We ask Marta Tycner (Razem, Poland), Oleg Zhuralev (Public Sociology Laboratory, Russia) and Aliona Lyasheva (Commons, Ukraine) for their thoughts on how to make the anti-corruption agenda truly transformative.
Editors of OpenDemocracy Russia: How have anti-corruption agenda(s) evolved in your country? Who do you see as the main groups or actors behind it?
Aliona Liasheva: The anti-corruption agenda has been an important part of Ukrainian politics for years. For instance, during the “Without Kuchma” mass protests at the beginning of the 2000s, one of the main questions that brought people onto the street was the president’s corruption as exposed by the “cassette scandal” — a leak of recordings of the president’s conversations with top bureaucrats of the country.
Later during the Orange Revolution in 2004, anti-corruption policies became one of the main ways the Ukrainian state was to be transformed. Terms such as “lustration” became really popular in political debates. Hundreds of bureaucrats were fired, hundreds of enterprises investigated.
Since 2014, and Ukraine’s deeper involvement in relationships with the EU, the fight for transparency is also being pushed on the international level. But for some reason all this just doesn’t work. Just last week, Ernst and Young rated Ukraine as the most corrupt country across 41 states with developed or developing markets in Europe, Middle East.
Why don’t the state’s anti-corruption strategy and numerous civil society anti-corruption initiatives work? I believe the dominant discourse on corruption in Ukraine fails to explain (and consequently change) the social roots of corruption. It fails to recognise that a top state official who is lobbying for policies profitable for her family business is not the same as a doctor who is earning a bit more than $100 and takes bribes just to feed her family.
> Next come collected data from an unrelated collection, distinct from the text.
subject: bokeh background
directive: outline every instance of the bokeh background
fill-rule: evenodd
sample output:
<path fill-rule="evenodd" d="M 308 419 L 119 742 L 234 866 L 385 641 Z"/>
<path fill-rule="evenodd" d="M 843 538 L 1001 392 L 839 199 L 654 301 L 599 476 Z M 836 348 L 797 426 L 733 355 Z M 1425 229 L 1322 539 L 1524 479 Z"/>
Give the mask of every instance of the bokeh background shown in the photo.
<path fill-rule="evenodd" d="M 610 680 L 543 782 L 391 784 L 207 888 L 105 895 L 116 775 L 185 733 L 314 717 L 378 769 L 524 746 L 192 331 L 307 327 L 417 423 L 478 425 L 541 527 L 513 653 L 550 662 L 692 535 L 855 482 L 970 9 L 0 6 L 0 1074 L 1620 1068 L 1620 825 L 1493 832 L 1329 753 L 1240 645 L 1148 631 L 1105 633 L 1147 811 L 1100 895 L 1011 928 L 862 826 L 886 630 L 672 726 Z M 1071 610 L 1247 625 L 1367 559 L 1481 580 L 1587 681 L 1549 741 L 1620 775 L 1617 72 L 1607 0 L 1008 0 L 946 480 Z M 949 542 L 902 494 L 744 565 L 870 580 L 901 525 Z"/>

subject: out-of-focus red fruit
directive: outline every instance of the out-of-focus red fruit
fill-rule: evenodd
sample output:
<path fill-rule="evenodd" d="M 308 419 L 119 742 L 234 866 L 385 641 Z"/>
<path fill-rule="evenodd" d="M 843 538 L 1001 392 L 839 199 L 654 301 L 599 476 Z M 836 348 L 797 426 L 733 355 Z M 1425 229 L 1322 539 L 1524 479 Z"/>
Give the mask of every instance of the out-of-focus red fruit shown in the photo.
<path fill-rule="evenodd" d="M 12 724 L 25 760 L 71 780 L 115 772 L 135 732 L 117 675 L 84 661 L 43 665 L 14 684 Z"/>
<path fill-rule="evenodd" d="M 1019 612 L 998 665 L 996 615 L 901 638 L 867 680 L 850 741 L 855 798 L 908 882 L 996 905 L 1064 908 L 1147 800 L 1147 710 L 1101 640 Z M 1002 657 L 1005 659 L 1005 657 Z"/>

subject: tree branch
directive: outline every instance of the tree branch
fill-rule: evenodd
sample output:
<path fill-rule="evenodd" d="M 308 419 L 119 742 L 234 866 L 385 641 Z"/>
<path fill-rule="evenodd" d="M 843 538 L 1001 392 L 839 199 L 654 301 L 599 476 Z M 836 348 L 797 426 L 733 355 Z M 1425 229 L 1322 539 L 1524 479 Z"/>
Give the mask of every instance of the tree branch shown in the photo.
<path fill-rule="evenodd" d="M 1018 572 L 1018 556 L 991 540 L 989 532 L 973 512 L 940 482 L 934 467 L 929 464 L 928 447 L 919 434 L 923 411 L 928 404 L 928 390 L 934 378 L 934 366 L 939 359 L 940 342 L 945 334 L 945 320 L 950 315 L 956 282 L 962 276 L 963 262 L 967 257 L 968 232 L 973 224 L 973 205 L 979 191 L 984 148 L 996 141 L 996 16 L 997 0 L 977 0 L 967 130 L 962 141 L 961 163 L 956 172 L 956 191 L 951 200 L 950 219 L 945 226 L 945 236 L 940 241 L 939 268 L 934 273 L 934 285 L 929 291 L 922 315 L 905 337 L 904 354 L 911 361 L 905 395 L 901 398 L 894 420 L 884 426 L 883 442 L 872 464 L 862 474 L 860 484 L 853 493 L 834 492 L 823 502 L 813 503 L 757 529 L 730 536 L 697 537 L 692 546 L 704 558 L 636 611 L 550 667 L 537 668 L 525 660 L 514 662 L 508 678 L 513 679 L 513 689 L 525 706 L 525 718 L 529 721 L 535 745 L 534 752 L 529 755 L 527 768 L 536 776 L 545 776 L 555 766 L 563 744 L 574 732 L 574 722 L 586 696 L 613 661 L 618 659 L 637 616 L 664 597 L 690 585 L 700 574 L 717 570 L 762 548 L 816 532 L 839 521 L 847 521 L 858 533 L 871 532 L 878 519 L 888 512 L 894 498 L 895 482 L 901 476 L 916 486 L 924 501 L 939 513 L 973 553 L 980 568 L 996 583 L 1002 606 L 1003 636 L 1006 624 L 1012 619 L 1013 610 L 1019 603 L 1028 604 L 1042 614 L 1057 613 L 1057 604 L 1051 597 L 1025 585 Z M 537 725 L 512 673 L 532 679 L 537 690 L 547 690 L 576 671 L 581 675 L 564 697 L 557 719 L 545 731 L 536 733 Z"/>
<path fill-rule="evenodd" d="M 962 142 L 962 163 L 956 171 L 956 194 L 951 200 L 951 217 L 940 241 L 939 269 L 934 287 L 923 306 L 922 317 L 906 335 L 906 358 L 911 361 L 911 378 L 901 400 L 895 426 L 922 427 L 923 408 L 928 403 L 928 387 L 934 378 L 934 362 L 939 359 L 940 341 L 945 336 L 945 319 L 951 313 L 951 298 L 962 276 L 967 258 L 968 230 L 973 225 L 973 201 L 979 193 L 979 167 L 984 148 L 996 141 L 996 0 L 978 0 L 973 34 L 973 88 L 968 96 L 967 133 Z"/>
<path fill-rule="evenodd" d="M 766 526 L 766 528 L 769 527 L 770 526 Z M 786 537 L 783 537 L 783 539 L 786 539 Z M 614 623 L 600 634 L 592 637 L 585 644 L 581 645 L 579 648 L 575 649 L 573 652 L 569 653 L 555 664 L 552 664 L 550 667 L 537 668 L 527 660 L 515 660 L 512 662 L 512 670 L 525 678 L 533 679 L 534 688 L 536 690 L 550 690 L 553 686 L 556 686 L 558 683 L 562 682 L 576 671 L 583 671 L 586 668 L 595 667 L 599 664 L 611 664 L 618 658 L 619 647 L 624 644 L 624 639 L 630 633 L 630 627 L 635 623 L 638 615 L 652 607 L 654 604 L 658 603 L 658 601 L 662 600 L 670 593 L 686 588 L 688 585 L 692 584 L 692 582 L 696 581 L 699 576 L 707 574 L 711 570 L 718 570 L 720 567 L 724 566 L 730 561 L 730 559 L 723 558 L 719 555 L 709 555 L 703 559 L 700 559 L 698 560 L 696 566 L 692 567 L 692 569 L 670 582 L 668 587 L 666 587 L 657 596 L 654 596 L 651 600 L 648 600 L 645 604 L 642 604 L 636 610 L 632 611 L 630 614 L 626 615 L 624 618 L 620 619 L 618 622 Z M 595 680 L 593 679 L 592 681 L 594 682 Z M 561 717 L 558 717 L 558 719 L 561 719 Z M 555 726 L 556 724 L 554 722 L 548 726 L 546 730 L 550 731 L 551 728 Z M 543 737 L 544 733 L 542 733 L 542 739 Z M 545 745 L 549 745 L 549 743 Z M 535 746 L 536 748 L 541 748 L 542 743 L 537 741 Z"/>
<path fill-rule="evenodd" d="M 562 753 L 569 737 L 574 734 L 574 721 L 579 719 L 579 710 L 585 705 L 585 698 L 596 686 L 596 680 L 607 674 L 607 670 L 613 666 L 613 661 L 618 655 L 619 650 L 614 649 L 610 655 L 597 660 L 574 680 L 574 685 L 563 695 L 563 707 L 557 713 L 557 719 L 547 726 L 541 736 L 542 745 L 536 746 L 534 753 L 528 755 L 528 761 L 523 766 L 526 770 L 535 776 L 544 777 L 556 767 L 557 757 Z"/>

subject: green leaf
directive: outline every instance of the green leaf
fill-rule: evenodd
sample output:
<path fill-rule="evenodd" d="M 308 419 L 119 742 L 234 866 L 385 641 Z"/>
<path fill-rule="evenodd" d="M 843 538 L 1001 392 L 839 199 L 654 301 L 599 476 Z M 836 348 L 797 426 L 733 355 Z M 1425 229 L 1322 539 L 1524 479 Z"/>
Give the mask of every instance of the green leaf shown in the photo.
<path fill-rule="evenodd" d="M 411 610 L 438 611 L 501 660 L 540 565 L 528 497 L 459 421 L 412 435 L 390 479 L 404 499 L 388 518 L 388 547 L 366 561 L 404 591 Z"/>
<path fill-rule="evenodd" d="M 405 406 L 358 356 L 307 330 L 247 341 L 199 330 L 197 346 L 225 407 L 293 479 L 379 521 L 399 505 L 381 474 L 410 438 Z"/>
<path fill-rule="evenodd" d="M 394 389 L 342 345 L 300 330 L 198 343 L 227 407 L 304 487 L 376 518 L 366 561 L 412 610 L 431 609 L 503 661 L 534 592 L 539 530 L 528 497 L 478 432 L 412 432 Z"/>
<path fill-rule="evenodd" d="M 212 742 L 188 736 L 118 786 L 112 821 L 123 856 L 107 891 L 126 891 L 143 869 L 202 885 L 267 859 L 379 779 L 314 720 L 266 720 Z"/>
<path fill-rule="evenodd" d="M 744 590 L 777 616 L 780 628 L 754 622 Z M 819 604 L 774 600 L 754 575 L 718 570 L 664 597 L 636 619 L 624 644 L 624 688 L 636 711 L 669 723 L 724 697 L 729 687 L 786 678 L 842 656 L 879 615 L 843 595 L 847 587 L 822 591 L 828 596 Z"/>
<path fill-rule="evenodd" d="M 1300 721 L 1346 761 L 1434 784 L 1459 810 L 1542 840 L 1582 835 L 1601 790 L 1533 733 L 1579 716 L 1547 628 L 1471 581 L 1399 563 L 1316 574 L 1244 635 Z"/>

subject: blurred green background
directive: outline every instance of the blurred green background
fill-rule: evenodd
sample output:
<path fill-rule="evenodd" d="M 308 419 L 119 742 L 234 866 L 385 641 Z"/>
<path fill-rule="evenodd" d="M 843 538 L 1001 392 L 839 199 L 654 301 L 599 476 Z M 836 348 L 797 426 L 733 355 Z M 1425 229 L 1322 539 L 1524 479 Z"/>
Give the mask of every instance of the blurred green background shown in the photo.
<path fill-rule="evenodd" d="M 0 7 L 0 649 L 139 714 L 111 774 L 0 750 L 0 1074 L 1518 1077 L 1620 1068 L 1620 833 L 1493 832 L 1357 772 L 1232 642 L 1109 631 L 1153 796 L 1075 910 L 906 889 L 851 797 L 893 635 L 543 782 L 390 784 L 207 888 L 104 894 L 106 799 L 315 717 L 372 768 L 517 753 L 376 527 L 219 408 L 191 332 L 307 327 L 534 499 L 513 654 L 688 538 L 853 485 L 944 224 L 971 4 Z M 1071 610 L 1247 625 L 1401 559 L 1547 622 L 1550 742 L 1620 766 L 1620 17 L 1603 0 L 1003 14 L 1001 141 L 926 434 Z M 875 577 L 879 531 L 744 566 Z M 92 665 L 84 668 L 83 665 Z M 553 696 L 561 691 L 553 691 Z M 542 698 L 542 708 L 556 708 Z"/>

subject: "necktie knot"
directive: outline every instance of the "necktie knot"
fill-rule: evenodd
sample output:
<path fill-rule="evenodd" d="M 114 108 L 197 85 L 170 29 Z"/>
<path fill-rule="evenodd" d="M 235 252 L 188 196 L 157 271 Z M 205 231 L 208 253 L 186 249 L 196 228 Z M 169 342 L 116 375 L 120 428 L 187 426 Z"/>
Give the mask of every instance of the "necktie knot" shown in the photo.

Micro-corruption and macro-corruption are not being distinguished, even though the reasons behind these phenomena are quite different. Corruption on the macro level, namely the interconnection between big capital and the state, is being equated to corruption on the micro level – presenting chocolates or wine to your doctor, teacher or low-level official. If the first is the way the oligarchs protect their business by state power, the second is a survival strategy of the oppressed that is often an act of perverse solidarity.
Marta Tycner: In Poland, the communist era, with all its dreadful economic failures and other problems, was a time when great effort was expended towards ending the role of eastern and central Europe in the international division of labour (not the first, but probably the most successful). Connections to the west were cut and a huge industrialisation programme was introduced.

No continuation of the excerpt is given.